Must Be the Unstable Molecules

Here we have the cover to the upcoming Fantastic Four #550. If you don't recognize the emphasis on posing rather than storytelling and the simply dreadful grasp of human anatomy, this image was drawn by Michael Turner.

The thing about the rampant sexism constantly displayed by Marvel and DC is that it isn't just the big things - it isn't just Mary Jane doing Spidey's laundry, it isn't just Marvel putting out tentacle-rape hentai, and then saying, "Whut? What's wrong with it?" It's not just the "fangirl" outrage of the moment. It's the little things, too. It's the little things that happen in nearly every single comic that people just accept and never even comment on.

Look at this cover. One might say it's an FF group shot. I say that it's a lovingly-rendered Sue Richards ass shot that happens to have some other characters in the background, too.

The standard fanboy response when someone mentions absurdities like these is that the male bodies are just as sculpted and idealized as the female. That's broadly true, and more or less as it should be. Reed Richards, absurd as it seems for a character who spends nearly every free moment in his lab, should look like a Greek statue, because he's a hero. Sue Richards should be idealized as well - though it seems reasonable that she should look a little more Brandi Chastain than Molly Sims. Here's a question, though - would you ever see a cover with Reed thrusting his ass at the reader while Sue stands in the background? Of course not, and therein lies the problem.

Yes, yes, I know. "Comics are made by and for men, yadda yadda yadda, I have a million excuses for maintaining the status quo rather than aspiring for something better, etc. etc. ad nauseam ad infinitum..." I've said it before (as have others) and I'll say it again - there is nothing inherent to the comics medium or to the super-hero genre that makes it inherently "by men" or "for men." Yes, it's a boys' club currently, but just because that's the way it is doesn't mean that's the way it has to be. So how to improve the situation?

Well, not hiring Michael Turner would be a start.

Memo to Mr. Turner: It seems you've never seen a person wearing a pair of bicycle shorts, or worn a pair yourself, so here's some artistic advice. Spandex is form-fitting, yes. Spandex does not, however, ride all the way up the ass of the wearer. Nor does it cling so tightly to the body that we should be able to see every tiny line on Sue's back or the perfect outline of her entire breast as you've so carefully drawn. This drawing of Sue Richards looks like she's heading out to save the universe dressed in blue body paint. Not that much more impractical than spandex, but less likely, methinks.

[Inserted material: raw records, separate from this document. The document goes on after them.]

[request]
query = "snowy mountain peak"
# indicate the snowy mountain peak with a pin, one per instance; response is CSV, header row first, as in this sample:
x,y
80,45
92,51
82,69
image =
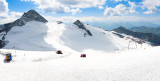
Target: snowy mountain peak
x,y
80,25
32,15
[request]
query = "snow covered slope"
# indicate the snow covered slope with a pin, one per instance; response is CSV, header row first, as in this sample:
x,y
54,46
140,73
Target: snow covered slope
x,y
133,65
37,36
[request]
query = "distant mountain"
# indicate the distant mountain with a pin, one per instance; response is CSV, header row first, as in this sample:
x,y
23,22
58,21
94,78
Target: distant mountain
x,y
82,26
145,29
154,39
31,15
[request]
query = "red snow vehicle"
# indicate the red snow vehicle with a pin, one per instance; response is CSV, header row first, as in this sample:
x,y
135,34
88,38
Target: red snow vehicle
x,y
59,52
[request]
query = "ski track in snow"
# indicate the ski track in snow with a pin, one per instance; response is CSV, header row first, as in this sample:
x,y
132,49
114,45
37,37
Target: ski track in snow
x,y
100,64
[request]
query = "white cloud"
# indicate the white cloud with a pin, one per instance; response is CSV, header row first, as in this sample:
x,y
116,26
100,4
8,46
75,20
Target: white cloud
x,y
151,5
132,8
117,11
121,9
71,19
120,0
3,8
16,14
61,6
100,7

Let me reiterate that there's nothing wrong with cheesecake. Jim Balent will readily admit that one of his major intents with his Tarot - Witch of the Black Rose comics is cheesecake/soft-core porn. I won't read it, but he's being honest about what he's doing, so I've got no problem with it. But cheesecake images aren't really the intent of Fantastic Four, or Justice League, or any of the main output of Marvel or DC, are they?

I wouldn't find this troublesome in the slightest if Marvel were to come right out and say, "We're not interested in selling comics to girls." Fine, fair enough. Odd and limiting, but honest. But they keep saying that they're interested in attracting female readers. C'mon, Joey Q - do you really think a potential new female reader is going to see this cover and say, "Yeah, that's something I want to read!"? Yeah, me neither.

This is far from the most offensive thing Marvel's ever done. In fact, it's not really offensive at all - just strange and baffling. This isn't a big outrage or an enormous problem by itself. But sometimes, it's the little things that count the most.